Page 31 - How Children Learn to Hate Their Parents
P. 31
Out of The Trenches: What is the Study of Parental Rejection the Study of?
If you, like me, are pestered with the "why" of everything, understanding is often sought by trying to determine how parental rejection and visitation refusal is like other phenomena we know something about. To me, parental rejection is an "attitude." The study of attitudes and beliefs and how they operate on behavior is within the scope of social psychology and social psychology is steeped in research. Contradictory research, but attempts to look at the behavior of people in groups using the scientific method nonetheless.
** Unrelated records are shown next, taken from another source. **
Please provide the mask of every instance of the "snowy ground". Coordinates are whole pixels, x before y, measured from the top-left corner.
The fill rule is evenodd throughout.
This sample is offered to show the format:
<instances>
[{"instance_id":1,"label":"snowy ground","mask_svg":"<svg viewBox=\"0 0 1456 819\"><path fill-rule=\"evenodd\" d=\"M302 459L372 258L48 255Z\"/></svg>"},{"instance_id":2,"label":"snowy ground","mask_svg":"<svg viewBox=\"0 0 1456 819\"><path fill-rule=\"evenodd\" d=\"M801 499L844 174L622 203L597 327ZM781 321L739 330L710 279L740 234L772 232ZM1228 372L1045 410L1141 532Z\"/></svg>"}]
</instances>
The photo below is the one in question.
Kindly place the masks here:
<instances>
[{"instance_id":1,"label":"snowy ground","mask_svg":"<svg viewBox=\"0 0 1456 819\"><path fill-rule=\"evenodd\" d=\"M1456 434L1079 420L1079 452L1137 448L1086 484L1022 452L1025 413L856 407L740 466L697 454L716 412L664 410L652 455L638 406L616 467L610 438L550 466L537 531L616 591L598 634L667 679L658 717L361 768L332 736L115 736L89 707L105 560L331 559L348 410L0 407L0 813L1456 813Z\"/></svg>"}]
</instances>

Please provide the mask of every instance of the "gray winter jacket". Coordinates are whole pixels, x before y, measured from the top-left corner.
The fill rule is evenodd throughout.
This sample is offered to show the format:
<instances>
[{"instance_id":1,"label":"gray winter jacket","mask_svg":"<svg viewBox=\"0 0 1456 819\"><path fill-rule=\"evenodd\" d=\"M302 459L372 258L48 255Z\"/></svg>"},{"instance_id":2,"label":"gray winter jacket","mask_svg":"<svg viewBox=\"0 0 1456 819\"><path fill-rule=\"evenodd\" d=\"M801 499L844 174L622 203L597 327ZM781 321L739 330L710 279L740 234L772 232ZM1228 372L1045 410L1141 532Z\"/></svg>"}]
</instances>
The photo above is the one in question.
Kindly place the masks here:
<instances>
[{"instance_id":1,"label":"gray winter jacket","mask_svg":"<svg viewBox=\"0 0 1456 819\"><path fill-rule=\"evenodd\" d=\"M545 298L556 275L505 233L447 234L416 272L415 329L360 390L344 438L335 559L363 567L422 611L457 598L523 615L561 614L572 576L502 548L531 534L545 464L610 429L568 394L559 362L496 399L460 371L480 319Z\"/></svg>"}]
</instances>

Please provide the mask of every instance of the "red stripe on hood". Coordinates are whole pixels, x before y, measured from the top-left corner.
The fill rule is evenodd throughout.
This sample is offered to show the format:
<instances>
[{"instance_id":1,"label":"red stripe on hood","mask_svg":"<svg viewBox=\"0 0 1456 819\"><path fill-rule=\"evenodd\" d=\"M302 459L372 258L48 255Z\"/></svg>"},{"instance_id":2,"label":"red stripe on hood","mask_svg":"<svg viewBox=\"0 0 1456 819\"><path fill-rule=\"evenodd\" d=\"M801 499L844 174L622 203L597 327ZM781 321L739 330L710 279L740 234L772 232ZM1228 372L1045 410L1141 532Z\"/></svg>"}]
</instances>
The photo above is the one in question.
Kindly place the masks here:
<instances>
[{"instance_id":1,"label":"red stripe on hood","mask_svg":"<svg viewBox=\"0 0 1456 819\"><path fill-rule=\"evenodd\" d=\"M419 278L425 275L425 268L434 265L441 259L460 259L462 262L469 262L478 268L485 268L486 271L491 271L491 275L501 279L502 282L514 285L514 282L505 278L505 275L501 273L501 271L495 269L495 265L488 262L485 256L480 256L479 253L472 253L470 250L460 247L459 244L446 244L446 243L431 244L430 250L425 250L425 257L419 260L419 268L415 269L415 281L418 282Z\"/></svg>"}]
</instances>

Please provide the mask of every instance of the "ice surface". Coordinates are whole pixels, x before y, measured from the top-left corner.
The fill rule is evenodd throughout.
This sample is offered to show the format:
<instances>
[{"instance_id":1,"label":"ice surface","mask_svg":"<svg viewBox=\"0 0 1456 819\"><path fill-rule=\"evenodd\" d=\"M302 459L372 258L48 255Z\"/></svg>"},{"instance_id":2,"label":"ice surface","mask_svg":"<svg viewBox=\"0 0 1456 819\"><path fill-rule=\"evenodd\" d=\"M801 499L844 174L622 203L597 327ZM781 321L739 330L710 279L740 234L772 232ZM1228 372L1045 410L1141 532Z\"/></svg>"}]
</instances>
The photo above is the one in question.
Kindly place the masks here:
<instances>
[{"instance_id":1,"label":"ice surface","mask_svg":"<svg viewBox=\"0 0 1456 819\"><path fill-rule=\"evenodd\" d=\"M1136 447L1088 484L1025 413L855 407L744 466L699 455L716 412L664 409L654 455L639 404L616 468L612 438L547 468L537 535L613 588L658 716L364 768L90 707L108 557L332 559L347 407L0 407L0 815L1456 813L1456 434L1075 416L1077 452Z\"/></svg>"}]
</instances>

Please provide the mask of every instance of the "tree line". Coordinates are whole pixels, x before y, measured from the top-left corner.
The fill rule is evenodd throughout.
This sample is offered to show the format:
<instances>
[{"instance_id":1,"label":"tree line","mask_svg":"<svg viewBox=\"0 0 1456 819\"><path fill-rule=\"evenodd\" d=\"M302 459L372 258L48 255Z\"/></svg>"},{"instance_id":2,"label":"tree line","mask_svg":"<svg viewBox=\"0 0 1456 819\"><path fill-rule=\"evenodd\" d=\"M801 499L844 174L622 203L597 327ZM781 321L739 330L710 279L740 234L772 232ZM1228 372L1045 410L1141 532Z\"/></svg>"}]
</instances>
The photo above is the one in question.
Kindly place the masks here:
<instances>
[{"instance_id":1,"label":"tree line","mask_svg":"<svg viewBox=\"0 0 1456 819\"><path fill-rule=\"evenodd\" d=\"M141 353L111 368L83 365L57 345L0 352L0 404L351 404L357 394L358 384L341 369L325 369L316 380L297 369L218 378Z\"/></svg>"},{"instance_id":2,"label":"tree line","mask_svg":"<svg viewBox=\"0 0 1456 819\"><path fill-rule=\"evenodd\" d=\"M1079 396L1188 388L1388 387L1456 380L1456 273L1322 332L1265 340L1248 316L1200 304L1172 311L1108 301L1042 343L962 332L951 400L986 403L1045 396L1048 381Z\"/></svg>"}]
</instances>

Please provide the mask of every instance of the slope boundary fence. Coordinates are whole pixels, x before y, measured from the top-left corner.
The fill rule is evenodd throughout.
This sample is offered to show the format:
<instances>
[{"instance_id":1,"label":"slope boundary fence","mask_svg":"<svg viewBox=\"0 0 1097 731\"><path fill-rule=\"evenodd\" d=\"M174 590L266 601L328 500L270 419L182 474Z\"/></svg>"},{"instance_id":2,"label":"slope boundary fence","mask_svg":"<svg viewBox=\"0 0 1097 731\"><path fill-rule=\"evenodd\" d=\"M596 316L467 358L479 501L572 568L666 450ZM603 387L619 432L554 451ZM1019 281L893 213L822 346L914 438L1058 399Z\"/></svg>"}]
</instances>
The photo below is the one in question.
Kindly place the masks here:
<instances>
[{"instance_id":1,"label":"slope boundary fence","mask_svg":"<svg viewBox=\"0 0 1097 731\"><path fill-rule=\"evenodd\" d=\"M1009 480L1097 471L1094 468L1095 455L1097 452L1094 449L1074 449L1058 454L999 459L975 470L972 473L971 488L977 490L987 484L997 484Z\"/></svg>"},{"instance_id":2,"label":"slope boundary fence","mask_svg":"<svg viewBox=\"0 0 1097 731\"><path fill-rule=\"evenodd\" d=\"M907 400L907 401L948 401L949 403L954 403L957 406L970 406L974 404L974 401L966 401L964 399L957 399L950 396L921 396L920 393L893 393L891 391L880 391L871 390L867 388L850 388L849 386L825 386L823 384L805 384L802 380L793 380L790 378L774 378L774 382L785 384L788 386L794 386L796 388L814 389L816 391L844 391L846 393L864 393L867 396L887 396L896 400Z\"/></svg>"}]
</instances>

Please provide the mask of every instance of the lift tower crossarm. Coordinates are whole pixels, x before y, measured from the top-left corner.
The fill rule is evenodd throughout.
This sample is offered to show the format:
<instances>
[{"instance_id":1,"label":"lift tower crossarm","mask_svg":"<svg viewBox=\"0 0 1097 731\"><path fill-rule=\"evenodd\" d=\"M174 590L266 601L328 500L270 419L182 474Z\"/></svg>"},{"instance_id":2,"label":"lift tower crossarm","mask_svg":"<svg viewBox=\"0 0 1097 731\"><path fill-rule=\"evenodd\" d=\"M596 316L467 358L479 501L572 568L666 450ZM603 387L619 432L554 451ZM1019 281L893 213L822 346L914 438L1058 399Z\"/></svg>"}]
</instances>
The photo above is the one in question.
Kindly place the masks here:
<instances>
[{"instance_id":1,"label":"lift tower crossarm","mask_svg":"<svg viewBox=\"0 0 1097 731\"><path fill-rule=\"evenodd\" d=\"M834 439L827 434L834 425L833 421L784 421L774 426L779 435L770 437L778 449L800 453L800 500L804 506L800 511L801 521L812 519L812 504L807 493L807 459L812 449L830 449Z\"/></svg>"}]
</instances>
The way I look at it, if you can change a child's attitude, the negative view of a rejected parent, you might be able to repair the relationship.
Q: Does Attitude Predict Behavior?
A: Sometimes.
Early social psychologists proposed that one way to predict how people behave would be to know their attitudes about the situation they were in. It seemed reasonable, for instance, if a person’s attitude about a certain race of people were known, it would predict how a person would respond to a person of that race. As it turns out such common sense hypothesizing was very inaccurate. Research carried out in the 1960’s by Leon Festinger (1964) and Allan Wicker (1969) shocked the social psychology community with its apparent topsy-turvy validation of the notion that the way a person behaves predicts their attitudes, not vice versa. These scientists were quick to point out that attitudes about cheating on tests did not accurately predict whether people cheated or didn’t cheat. Also, people’s attitudes about religion did not predict church attendance. Attitudes about the Asian race during times of crisis between Asians and Americans did not accurately predict how Asians were treated in one-to-one situations such as being patrons in a restaurant, where the owner of the restaurant has previously expressed negative views about Asians.
Study after study showed that people’s behavior is often not consistent with their attitudes. This might help to explain why children will so frequently violate their own convictions and visit with a parent who they have said they never want to see again.